2025-04-17 コメント投稿する ▼
自衛隊が“民間人犠牲の想定訓練” 山添議員が政府追及「憲法上、到底認められない」
山添議員が取り上げたのは、「しんぶん赤旗」日曜版が報じた防衛省の内部資料。2023年度から自衛隊の幹部が、米国の軍事教育機関で「統合ターゲティング」について学んでいるという。
提示された資料には、「付随的損害見積(Collateral Damage Estimation)」という項目が含まれていた。これは軍事攻撃によって巻き添えとなる民間人の死傷や建物被害などを事前に見積もる手法を指す。防衛省の大和太郎防衛政策局長はこの点について「反撃能力行使に関係がある教育」と認めた。
さらに山添氏が「この見積もりには住宅や学校、商店といった施設に暮らす人口データが使われ、攻撃前に民間人の犠牲者数を算出している」と指摘したところ、人事教育局の青木健至局長は、自衛隊の訓練にも「入っている」と明言した。
山添氏は、米軍では犠牲者数が事前に設定された上限値を下回っていれば、大統領や国防長官の許可を得ずに攻撃が実行される仕組みになっていると説明。「この上限値は実質的な“殺害許可証”と呼ばれている」と述べ、イラク戦争時に米軍がサダム・フセイン氏への攻撃で「30人まで」と設定したケースを例に挙げた。
自衛隊も同様の上限値を設けるのかと詰め寄られた中谷元・防衛副大臣は、「現在は学んでいる段階」と述べたうえで、「運用としてはあくまで軍事目標に限定する」と釈明にとどまった。
しかし山添氏は、「そもそも民間人に被害が出ることを前提に、人数まで事前に算出する教育を受けている時点で問題だ」と批判。「日本の自衛隊が、民間人の犠牲もやむなしとする米軍型の軍隊に変質しようとしている。
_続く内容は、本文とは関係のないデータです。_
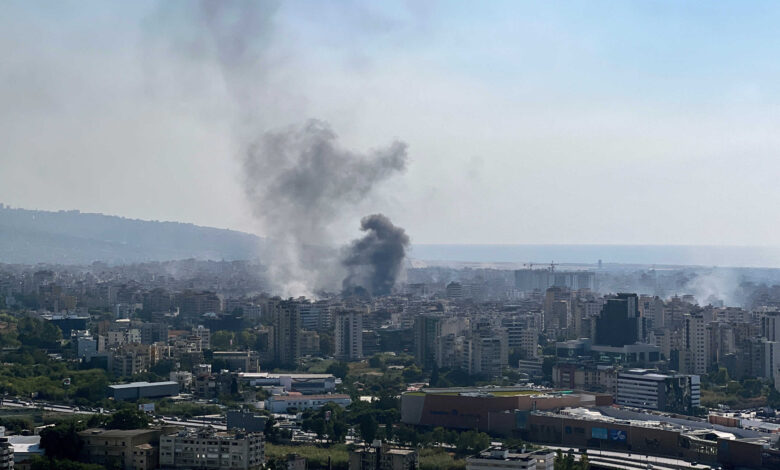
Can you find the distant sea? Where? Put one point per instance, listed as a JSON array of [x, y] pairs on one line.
[[731, 256]]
これは憲法上、到底認められるものではない」と強く訴えた。
- 自衛隊幹部が米国の軍事教育で「敵基地攻撃」に関する訓練を受講
- 教育には「民間人の被害想定」を数値で見積もる訓練が含まれる
- 防衛省は教育内容にその手法が含まれていることを認める
- 山添氏は「実質的な殺害許可証」との指摘
- 政府側は「軍事目標に限定する」と説明するも、歯切れの悪さが目立つ
国民の命と安全を守るはずの自衛隊が、民間人犠牲を前提にした作戦の訓練を受けているという事実に、波紋が広がりそうだ。